English cricketer (1933–2022)

Nigel Aldridge Paul (31 March 1933 – 23 August 2022) was an English cricketer active in the 1950s, making seven appearances in first-class cricket as a batting all-rounder.

Paul was educated at Cranleigh School, where he played for the school cricket team from 1949-1951. He made his debut in first-class cricket when he was selected to play for Warwickshire against the touring Canadians at Edgbaston in 1954. He made three further first-class appearances for Warwickshire in 1955, playing two university matches against Oxford and Cambridge, and once against the Combined Services, but did not feature in any County Championship matches. He played a first-class match for the Free Foresters in 1956, and followed this up with two matches at The Saffrons in 1958 for DR Jardine's XI against Oxford University and Cambridge University. In seven first-class matches, Paul scored a total of 157 runs, averaging 15.70, with a high score of 40. As a bowler he took just 3 wickets, which came at an expensive average of 65.33 runs apiece. He was one of the tallest first-class cricketers of the time, standing nearly two metres tall, which he used when batting to hit the ball hard, and score at a fast rate which was unusual for the times. His height helped when he was bowling, generating pace which forced the batsman onto the back foot.

Paul was a leading figure within the Old Cranleighan Cricket Club, a cricket club for former pupils of Cranleigh School.

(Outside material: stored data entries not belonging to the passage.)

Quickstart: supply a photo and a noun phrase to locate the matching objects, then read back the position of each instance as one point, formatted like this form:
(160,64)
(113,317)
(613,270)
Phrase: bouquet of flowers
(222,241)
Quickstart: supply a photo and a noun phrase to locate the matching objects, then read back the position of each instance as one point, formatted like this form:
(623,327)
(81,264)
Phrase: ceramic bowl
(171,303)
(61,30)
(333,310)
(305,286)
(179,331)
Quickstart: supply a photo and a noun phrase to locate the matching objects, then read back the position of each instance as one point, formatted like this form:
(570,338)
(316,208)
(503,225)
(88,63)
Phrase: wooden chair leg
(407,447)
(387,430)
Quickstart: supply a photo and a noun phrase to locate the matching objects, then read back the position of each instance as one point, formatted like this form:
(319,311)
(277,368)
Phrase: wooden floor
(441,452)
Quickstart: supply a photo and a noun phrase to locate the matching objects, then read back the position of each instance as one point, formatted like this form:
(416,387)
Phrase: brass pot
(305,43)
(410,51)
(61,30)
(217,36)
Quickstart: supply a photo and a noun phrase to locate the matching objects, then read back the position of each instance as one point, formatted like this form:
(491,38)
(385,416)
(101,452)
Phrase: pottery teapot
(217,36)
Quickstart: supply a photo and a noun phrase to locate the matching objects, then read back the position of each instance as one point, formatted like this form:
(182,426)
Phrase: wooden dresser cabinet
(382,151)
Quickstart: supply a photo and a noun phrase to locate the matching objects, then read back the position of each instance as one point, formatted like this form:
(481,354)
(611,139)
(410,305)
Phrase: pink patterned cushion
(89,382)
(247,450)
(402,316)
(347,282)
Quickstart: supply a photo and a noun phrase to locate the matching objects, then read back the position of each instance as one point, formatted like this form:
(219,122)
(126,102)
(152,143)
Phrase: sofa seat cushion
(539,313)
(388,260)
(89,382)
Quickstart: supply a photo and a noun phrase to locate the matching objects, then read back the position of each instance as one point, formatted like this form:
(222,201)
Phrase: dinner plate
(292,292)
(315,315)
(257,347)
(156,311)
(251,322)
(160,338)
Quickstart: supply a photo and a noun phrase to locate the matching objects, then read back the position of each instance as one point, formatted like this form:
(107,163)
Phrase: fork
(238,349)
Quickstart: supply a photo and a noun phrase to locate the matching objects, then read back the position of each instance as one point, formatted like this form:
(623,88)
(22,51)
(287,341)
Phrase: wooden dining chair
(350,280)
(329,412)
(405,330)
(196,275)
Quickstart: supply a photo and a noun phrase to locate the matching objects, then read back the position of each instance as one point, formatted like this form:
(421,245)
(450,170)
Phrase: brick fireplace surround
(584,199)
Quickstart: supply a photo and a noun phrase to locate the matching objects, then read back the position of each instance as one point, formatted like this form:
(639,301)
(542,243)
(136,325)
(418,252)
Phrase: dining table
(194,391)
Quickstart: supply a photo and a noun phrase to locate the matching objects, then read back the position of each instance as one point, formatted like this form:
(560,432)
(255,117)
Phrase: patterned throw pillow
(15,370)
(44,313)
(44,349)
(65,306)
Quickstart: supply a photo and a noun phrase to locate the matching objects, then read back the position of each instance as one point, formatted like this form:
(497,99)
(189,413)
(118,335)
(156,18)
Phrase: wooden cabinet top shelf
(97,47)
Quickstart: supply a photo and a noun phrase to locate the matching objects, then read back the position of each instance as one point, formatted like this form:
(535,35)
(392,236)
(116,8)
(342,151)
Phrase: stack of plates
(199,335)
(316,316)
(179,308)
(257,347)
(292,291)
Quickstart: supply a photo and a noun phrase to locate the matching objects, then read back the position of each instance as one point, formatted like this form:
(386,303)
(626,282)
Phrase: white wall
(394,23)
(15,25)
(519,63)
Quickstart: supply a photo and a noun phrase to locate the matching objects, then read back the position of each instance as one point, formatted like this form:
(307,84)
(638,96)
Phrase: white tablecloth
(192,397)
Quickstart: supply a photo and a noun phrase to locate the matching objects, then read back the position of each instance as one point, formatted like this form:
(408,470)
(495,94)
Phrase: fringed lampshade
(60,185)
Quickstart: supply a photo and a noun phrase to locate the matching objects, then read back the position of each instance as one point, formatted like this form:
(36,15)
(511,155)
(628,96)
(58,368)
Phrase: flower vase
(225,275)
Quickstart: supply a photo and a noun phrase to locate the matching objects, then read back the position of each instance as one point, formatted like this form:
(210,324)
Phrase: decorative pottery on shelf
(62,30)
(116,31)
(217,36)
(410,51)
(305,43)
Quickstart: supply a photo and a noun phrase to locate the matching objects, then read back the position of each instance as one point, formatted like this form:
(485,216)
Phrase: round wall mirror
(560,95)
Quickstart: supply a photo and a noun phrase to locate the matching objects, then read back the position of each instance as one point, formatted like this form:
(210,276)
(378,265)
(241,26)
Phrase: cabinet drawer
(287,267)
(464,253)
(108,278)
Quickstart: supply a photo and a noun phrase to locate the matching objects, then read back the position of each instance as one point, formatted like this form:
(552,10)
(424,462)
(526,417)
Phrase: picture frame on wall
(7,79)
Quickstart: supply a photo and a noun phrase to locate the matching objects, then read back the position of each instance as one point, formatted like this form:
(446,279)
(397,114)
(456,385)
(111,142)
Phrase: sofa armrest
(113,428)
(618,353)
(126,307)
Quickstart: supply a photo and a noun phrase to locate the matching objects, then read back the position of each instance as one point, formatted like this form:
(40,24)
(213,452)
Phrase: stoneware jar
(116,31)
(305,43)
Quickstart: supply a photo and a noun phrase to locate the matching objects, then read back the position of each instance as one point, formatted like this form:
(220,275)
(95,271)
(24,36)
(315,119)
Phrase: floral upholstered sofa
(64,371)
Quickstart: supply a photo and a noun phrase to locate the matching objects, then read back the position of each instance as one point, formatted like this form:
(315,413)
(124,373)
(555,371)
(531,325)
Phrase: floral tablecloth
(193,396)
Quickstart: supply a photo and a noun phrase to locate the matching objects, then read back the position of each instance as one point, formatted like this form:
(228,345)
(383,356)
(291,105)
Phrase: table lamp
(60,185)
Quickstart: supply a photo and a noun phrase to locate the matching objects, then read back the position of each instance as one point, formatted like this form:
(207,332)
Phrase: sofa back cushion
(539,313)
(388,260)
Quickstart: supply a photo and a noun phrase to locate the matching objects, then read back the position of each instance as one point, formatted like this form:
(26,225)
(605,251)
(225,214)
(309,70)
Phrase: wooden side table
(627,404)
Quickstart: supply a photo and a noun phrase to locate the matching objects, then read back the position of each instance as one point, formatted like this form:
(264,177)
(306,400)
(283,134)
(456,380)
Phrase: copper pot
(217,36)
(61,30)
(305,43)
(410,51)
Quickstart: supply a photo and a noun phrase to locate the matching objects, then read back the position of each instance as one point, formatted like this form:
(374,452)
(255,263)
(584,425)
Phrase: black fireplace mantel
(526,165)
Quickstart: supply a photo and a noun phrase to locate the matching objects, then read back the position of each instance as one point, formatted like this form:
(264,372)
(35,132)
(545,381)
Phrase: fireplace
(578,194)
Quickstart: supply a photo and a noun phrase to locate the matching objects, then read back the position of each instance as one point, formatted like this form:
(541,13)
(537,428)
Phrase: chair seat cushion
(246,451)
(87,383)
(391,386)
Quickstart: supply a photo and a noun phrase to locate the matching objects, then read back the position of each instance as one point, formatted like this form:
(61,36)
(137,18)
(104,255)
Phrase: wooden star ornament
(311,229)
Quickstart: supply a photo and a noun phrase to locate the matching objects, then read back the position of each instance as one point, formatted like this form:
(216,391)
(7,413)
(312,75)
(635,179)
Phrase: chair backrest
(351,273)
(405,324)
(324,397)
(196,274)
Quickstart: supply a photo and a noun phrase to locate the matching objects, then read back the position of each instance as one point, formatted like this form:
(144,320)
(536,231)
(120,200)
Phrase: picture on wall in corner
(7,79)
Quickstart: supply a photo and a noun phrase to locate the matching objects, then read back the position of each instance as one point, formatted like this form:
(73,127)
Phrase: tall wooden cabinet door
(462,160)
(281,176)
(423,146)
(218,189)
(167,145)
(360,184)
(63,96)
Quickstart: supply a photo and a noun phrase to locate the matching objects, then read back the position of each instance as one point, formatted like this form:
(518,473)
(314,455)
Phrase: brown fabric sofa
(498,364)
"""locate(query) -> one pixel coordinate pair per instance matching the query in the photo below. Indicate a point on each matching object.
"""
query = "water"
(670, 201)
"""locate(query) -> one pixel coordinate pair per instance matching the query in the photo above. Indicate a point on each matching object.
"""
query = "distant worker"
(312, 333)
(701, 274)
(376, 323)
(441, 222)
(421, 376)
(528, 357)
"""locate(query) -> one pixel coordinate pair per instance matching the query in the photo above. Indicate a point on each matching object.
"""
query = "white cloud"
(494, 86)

Following the Second World War, the club was virtually defunct, but he re-formed the club in the mid-1950s. He was club captain from 1958-1964 and president from 1981-1985.

Paul was also an amateur golfer. He won the Surrey Open in 1966. Playing with Peter Oosterhuis he won the 1969 Whitbread professional-amateur foursomes at Pleasington.

Paul died on 23 August 2022, at the age of 89.